This is a study to determine if Magnetic Resonance Imaging (MRI) techniques can detect early changes in white matter (in the brain) and the blood-brain barrier resulting from radiation therapy.
Patients will be assigned to one of two groups based on the type of radiation they will be receiving: whole brain irradiation or partial brain irradiation. Patients will undergo Magnetic Resonance Imaging (MRI) assessments, neurocognitive testing (Quality of Life and Neuropsychological assessments), and clinical evaluation.
Study Type
OBSERVATIONAL
Enrollment
91
University of Michigan Hosptial
Ann Arbor, Michigan, United States
Change in Magnetic Resonance Imagining (MRI) with different radiation dose at different timepoints.
Linear mixed models will be used to relate Magnetic Resonance Imagining (MRI) changes and radiation dose.

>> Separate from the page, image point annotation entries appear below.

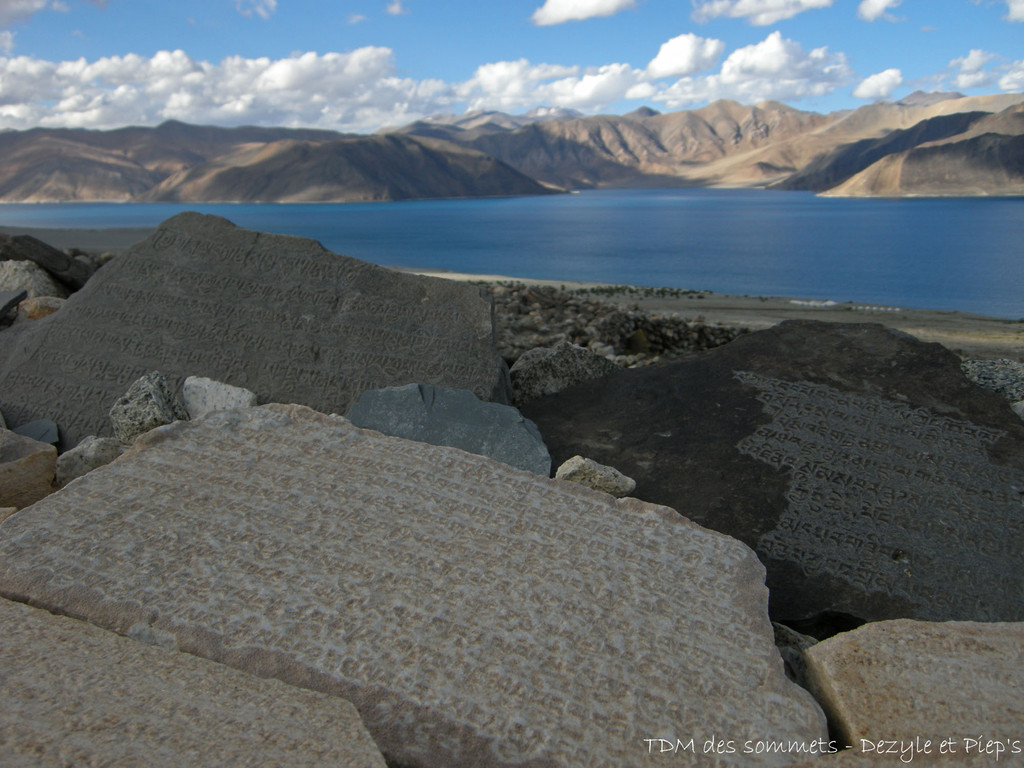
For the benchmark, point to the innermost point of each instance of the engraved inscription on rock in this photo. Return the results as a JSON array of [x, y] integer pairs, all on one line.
[[279, 315], [871, 477], [74, 694], [476, 614], [889, 498]]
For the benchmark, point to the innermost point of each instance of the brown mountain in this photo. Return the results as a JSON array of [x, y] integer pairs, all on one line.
[[722, 144], [973, 154], [185, 163], [367, 168]]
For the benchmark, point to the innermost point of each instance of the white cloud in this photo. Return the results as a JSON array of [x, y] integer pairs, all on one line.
[[1013, 80], [359, 91], [685, 54], [880, 85], [355, 91], [558, 11], [871, 9], [262, 8], [775, 69], [759, 12]]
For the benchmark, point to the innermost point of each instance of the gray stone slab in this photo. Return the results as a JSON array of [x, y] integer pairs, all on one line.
[[10, 299], [75, 694], [872, 478], [476, 614], [281, 316], [442, 416], [906, 683], [58, 264]]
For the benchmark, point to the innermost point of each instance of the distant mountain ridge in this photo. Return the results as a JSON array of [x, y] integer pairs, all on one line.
[[185, 163], [926, 143]]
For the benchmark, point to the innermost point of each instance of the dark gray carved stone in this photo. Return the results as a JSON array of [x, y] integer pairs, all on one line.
[[872, 478], [75, 694], [475, 614], [42, 430], [279, 315], [69, 270], [454, 417], [10, 299]]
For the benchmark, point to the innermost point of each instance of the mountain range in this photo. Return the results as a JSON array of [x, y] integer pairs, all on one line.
[[927, 144]]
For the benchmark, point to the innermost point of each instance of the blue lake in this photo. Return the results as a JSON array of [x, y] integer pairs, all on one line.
[[964, 254]]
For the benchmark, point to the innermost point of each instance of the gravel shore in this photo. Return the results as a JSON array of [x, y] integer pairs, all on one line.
[[971, 336]]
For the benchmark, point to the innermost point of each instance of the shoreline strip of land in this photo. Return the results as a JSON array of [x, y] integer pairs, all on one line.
[[966, 334]]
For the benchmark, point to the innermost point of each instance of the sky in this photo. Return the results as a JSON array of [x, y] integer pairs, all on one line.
[[363, 65]]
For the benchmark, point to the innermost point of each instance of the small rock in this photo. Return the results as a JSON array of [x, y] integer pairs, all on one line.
[[42, 429], [542, 372], [26, 470], [26, 275], [202, 395], [933, 680], [598, 476], [86, 456], [39, 307], [9, 300], [147, 403], [57, 264], [454, 417]]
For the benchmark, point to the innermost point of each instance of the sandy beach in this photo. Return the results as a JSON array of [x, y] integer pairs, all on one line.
[[968, 335]]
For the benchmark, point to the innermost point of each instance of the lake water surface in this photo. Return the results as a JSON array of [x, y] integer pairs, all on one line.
[[965, 254]]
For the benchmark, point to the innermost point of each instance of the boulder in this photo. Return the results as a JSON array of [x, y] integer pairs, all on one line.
[[26, 469], [92, 452], [588, 472], [70, 271], [541, 371], [201, 395], [918, 682], [75, 694], [856, 461], [39, 307], [474, 613], [457, 418], [275, 314], [147, 403], [25, 275], [42, 430], [9, 300]]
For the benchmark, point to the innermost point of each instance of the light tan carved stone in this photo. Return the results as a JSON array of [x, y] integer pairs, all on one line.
[[76, 694], [476, 614], [26, 469], [925, 693]]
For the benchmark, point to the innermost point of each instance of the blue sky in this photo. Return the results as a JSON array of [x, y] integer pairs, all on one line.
[[360, 65]]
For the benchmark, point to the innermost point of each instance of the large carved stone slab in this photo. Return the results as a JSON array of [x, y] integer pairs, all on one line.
[[476, 614], [75, 694], [870, 476], [281, 316], [925, 691]]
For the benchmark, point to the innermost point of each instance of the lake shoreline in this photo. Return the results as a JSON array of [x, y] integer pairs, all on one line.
[[966, 334]]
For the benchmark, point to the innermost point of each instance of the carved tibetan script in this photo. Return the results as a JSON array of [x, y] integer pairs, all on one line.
[[279, 315], [892, 499]]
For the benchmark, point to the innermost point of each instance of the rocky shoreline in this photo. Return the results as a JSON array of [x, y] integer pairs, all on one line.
[[773, 589]]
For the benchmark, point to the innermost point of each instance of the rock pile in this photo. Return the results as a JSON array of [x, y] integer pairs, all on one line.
[[530, 316], [474, 613]]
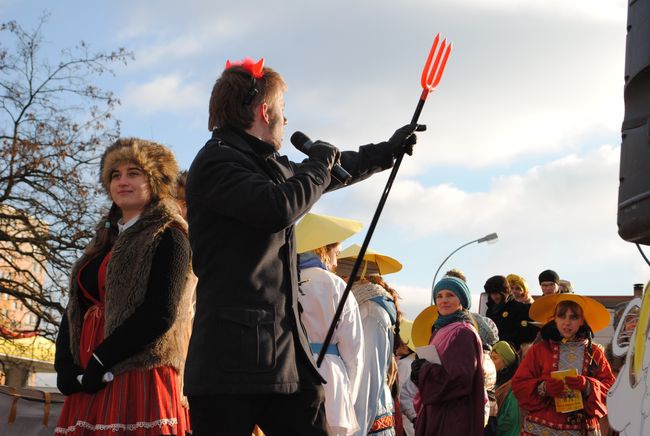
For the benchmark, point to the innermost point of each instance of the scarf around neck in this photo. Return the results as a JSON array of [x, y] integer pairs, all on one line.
[[458, 316], [310, 260]]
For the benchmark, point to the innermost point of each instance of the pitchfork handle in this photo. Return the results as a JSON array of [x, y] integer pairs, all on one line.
[[366, 241]]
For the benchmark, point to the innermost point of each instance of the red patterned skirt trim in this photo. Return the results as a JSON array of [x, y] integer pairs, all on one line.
[[140, 402], [382, 423]]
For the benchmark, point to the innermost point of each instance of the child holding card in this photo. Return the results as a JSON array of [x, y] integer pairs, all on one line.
[[556, 400]]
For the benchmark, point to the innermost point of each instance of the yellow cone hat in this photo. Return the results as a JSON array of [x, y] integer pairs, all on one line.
[[422, 326], [315, 231], [374, 263], [596, 315]]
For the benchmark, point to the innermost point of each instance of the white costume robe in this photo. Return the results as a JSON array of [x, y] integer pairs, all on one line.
[[320, 294]]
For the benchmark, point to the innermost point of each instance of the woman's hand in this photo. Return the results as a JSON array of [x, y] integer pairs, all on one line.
[[578, 382], [554, 387], [92, 379], [415, 370]]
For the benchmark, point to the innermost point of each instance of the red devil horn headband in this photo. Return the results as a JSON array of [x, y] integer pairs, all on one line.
[[255, 68]]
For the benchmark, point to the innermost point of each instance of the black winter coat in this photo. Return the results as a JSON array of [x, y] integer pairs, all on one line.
[[243, 200], [512, 320]]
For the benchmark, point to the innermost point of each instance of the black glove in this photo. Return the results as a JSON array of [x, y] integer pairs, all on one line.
[[404, 139], [324, 152], [416, 365], [66, 380], [92, 380]]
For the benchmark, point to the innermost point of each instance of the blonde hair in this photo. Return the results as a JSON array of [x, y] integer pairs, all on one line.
[[514, 279]]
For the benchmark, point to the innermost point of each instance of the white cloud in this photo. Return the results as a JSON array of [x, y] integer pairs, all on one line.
[[169, 93], [602, 10], [559, 215]]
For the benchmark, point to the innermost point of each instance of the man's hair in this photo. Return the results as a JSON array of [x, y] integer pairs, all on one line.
[[230, 104]]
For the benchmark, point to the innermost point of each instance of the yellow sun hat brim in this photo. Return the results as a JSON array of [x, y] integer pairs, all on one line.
[[315, 231], [422, 325], [374, 263], [595, 314]]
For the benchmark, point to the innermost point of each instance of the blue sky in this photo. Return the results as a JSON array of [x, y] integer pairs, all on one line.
[[524, 129]]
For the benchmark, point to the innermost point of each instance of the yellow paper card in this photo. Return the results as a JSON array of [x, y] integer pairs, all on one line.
[[572, 398]]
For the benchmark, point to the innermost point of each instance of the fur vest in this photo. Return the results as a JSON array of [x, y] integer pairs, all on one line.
[[127, 276]]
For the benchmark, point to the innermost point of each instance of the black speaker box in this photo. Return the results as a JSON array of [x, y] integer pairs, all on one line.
[[634, 176]]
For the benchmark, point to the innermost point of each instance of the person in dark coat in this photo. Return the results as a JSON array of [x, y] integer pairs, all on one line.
[[510, 316], [249, 360]]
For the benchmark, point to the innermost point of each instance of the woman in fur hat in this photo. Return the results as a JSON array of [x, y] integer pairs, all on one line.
[[569, 322], [121, 345]]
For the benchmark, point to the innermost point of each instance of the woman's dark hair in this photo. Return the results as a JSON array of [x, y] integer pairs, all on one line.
[[509, 371], [105, 233], [550, 331]]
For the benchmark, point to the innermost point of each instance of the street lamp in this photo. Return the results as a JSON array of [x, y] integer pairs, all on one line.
[[492, 237]]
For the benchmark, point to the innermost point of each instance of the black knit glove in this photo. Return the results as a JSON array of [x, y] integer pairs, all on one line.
[[66, 380], [324, 152], [92, 380], [404, 139], [416, 365]]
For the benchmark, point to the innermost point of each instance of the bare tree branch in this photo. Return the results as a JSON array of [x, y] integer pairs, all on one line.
[[53, 120]]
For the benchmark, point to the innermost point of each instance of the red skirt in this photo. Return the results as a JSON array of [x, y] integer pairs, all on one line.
[[137, 403]]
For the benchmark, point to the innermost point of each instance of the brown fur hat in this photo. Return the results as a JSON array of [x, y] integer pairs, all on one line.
[[157, 162]]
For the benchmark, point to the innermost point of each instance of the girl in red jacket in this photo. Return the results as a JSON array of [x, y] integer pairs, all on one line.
[[569, 322]]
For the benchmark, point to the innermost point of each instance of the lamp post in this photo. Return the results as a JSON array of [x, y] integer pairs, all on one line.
[[492, 237]]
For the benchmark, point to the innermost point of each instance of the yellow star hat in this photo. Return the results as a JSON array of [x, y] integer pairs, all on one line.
[[315, 231], [422, 325], [595, 314], [374, 263]]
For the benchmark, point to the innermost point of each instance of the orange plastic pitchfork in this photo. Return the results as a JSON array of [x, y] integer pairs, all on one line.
[[431, 76], [432, 72]]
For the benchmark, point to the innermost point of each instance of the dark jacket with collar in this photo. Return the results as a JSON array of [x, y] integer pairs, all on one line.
[[512, 320], [243, 200]]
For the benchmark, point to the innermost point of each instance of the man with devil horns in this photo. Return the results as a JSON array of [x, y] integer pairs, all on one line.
[[249, 360]]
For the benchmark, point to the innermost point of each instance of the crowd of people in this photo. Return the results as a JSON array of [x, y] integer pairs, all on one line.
[[200, 306]]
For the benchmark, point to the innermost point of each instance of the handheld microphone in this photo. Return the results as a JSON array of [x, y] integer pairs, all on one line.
[[304, 144]]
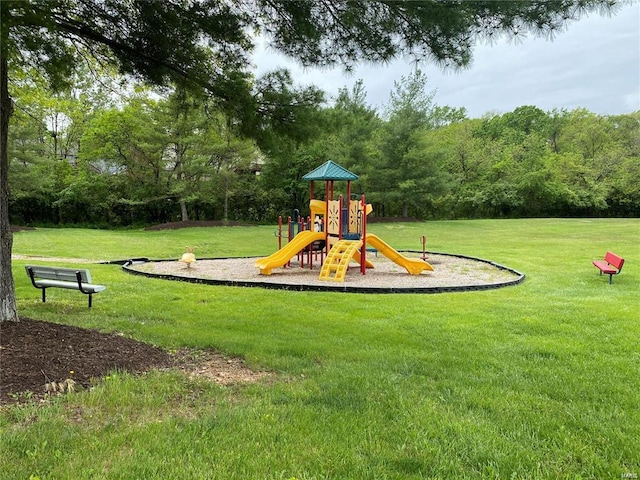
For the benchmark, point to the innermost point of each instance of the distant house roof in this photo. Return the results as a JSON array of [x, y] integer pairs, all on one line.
[[330, 171]]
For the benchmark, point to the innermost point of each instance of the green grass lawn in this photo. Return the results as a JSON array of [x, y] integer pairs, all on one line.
[[540, 380]]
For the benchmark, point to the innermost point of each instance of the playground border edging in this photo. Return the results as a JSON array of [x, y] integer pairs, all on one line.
[[333, 287]]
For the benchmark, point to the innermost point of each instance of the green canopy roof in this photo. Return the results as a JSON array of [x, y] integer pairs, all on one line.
[[330, 171]]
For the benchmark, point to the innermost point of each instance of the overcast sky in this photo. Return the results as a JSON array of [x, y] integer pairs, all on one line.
[[593, 64]]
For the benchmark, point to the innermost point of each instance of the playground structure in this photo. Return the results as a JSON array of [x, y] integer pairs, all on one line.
[[337, 229]]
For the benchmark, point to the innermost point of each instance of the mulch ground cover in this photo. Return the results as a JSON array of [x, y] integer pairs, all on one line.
[[34, 353]]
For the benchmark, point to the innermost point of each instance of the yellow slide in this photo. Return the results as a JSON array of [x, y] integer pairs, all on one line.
[[413, 265], [286, 253]]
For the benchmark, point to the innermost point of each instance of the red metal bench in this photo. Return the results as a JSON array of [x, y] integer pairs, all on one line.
[[611, 265]]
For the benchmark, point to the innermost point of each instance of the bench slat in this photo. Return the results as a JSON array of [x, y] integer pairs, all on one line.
[[87, 287], [611, 265]]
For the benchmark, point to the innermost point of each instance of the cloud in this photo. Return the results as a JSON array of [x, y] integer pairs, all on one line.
[[594, 64]]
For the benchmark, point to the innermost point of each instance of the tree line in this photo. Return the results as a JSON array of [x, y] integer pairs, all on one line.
[[92, 156]]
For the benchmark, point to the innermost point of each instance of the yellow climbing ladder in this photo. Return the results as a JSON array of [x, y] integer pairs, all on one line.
[[335, 265]]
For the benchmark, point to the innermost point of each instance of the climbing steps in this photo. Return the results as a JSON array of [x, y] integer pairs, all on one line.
[[335, 265]]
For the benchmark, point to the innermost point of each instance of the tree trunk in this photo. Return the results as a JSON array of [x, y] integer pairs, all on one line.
[[8, 308], [183, 211]]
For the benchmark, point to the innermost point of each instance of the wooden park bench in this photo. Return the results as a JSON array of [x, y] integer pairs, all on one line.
[[611, 265], [57, 277]]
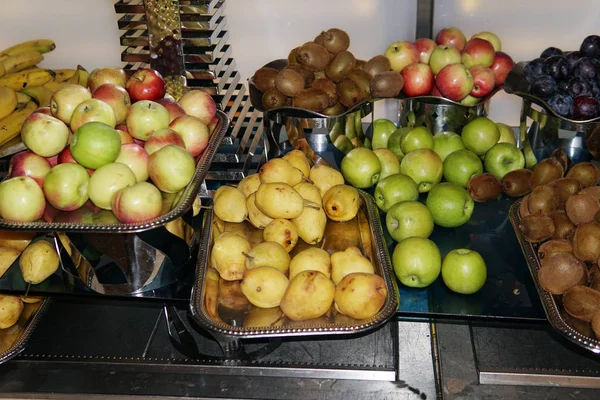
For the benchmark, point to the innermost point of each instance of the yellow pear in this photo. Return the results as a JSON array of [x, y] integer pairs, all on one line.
[[341, 203], [313, 259], [256, 217], [283, 232], [309, 295], [264, 286], [279, 200], [349, 261], [325, 177], [249, 184], [279, 170], [360, 295], [298, 160], [230, 204], [270, 254], [228, 256]]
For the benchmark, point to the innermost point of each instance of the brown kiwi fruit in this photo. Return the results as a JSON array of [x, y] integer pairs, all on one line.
[[289, 82], [484, 187], [362, 79], [349, 93], [329, 88], [386, 84], [565, 187], [339, 67], [264, 78], [582, 208], [543, 199], [313, 56], [581, 302], [311, 99], [377, 64], [516, 183], [546, 171], [562, 225], [586, 173], [561, 272], [273, 98], [553, 247], [536, 228]]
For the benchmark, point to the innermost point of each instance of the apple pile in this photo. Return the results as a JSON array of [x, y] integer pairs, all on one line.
[[120, 144], [451, 67]]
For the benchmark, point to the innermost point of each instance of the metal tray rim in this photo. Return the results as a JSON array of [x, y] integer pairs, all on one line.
[[548, 301], [387, 311]]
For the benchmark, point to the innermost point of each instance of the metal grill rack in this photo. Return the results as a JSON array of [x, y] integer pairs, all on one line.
[[208, 66]]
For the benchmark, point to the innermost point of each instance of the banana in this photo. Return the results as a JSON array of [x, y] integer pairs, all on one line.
[[10, 127], [21, 80], [41, 46], [22, 61], [8, 101]]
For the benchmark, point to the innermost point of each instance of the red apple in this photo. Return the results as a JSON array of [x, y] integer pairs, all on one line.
[[27, 163], [483, 80], [454, 82], [136, 158], [101, 76], [137, 203], [195, 133], [161, 138], [145, 84], [116, 97], [418, 79], [199, 104], [172, 107], [144, 117], [401, 54], [478, 52], [452, 36], [501, 66]]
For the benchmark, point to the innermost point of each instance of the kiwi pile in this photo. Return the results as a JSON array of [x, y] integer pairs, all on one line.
[[560, 214], [325, 77]]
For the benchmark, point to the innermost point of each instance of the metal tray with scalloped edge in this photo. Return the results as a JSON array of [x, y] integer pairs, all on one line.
[[364, 231], [106, 222]]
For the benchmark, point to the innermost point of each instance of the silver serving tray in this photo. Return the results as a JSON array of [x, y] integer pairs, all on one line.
[[27, 326], [551, 307], [375, 249], [183, 205]]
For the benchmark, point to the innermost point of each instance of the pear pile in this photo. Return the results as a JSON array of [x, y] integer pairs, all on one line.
[[268, 250]]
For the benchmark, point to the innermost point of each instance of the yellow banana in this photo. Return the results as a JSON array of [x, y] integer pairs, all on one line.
[[10, 127], [32, 78], [22, 61], [8, 101], [41, 46]]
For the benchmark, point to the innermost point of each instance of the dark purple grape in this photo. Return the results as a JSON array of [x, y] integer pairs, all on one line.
[[590, 46], [585, 108], [544, 87], [551, 51]]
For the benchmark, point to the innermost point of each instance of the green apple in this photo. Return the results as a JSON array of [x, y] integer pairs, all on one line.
[[424, 167], [464, 271], [450, 205], [417, 138], [394, 189], [417, 262], [408, 219], [462, 165], [507, 135], [382, 129], [361, 168], [445, 143], [480, 135], [389, 162], [503, 158]]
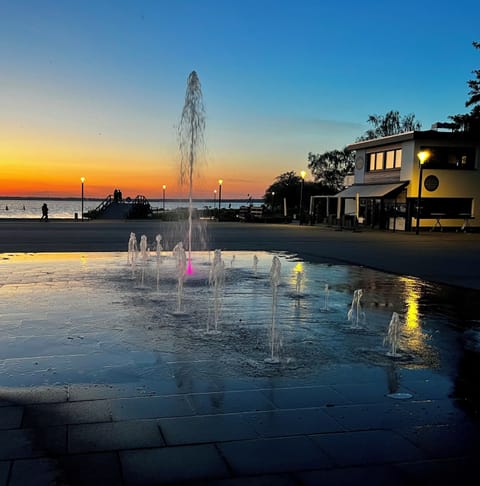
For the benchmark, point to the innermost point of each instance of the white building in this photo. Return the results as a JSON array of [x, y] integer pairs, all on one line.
[[385, 191]]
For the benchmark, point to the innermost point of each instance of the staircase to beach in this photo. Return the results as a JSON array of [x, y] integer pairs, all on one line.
[[111, 208]]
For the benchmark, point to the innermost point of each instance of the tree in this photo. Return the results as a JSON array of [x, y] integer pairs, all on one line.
[[330, 168], [390, 124], [471, 121], [287, 186]]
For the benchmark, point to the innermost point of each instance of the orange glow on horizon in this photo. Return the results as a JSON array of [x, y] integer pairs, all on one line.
[[33, 167]]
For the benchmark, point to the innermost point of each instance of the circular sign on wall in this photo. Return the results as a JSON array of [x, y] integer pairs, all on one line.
[[431, 183], [359, 163]]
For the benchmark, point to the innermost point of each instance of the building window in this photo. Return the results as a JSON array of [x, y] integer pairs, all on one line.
[[385, 160], [455, 158]]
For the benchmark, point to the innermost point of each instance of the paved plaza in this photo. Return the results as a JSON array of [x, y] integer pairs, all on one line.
[[104, 380]]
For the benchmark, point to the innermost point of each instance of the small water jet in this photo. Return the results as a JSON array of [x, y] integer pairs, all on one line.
[[181, 269], [216, 280], [355, 315], [393, 336], [255, 264], [298, 283], [143, 256], [326, 297], [132, 252], [158, 249], [275, 271]]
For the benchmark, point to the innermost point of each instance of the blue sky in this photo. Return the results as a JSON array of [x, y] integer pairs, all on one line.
[[98, 85]]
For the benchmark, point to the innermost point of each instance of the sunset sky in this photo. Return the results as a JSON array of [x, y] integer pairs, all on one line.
[[95, 88]]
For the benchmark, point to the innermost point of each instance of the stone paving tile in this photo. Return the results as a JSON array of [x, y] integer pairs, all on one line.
[[366, 392], [277, 423], [262, 480], [30, 395], [266, 456], [396, 414], [111, 436], [51, 439], [17, 444], [367, 447], [67, 413], [35, 472], [305, 397], [150, 407], [371, 475], [206, 428], [448, 471], [11, 417], [92, 469], [229, 402], [172, 464], [450, 440]]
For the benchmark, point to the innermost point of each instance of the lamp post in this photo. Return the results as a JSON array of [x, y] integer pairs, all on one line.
[[82, 180], [423, 156], [220, 182], [302, 174]]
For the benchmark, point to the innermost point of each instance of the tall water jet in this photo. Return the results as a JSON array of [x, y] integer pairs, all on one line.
[[132, 252], [274, 283], [393, 335], [216, 279], [191, 139], [355, 315], [181, 268]]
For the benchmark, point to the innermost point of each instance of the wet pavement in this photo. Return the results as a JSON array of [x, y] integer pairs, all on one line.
[[105, 378]]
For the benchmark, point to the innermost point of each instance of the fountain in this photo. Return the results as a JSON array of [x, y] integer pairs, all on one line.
[[274, 283], [143, 256], [158, 250], [355, 315], [393, 336], [327, 295], [191, 138], [216, 280], [255, 264], [132, 252], [181, 269], [298, 283]]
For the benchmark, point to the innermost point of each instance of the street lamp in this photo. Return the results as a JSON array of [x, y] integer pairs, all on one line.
[[423, 156], [82, 180], [220, 182], [302, 174]]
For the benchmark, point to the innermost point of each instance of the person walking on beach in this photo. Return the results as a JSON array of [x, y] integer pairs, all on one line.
[[44, 212]]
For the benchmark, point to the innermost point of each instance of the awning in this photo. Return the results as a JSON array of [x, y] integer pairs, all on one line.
[[370, 190]]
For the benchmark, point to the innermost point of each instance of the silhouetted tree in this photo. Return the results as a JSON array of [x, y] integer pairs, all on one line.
[[390, 124], [471, 121], [287, 185], [330, 168]]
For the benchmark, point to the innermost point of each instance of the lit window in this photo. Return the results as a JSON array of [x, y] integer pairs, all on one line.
[[398, 158], [390, 160], [379, 161]]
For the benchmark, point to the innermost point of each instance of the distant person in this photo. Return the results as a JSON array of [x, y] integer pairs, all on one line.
[[44, 212]]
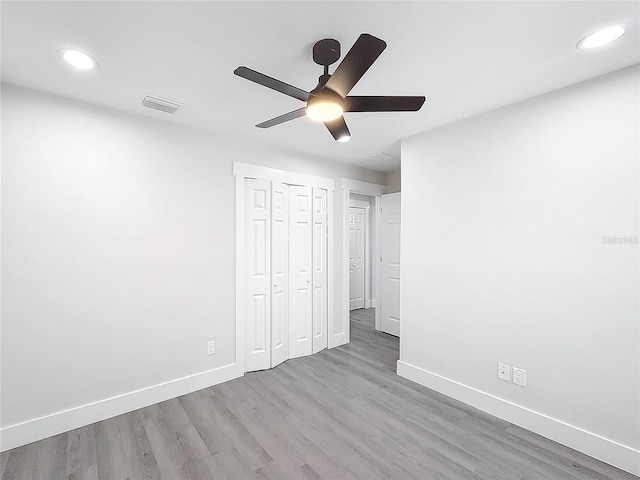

Time frame: Baseline, at 3 weeks on radiation therapy (RT) (partial brain irradiation only), last week of RT, 6 weeks post RT, 4 months post RT (whole brain irradiation only), 6 months post RT, 18 months post RT (partial brain irradiation only)
Associate changes in Magnetic Resonance Imagining (MRI) assessments with changes in neurocognitive function and clinical symptoms, from baseline, and at different timepoints.
Changes in Magnetic Resonance Imagining (MRI) assessments will be compared graphically to changes in neurocognitive function and clinical symptoms. Parallel analysis will be conducted on each of the neurocognitive tests to determine if MRI assessments can identify patients at increased risk for later neurocognitive dysfunction.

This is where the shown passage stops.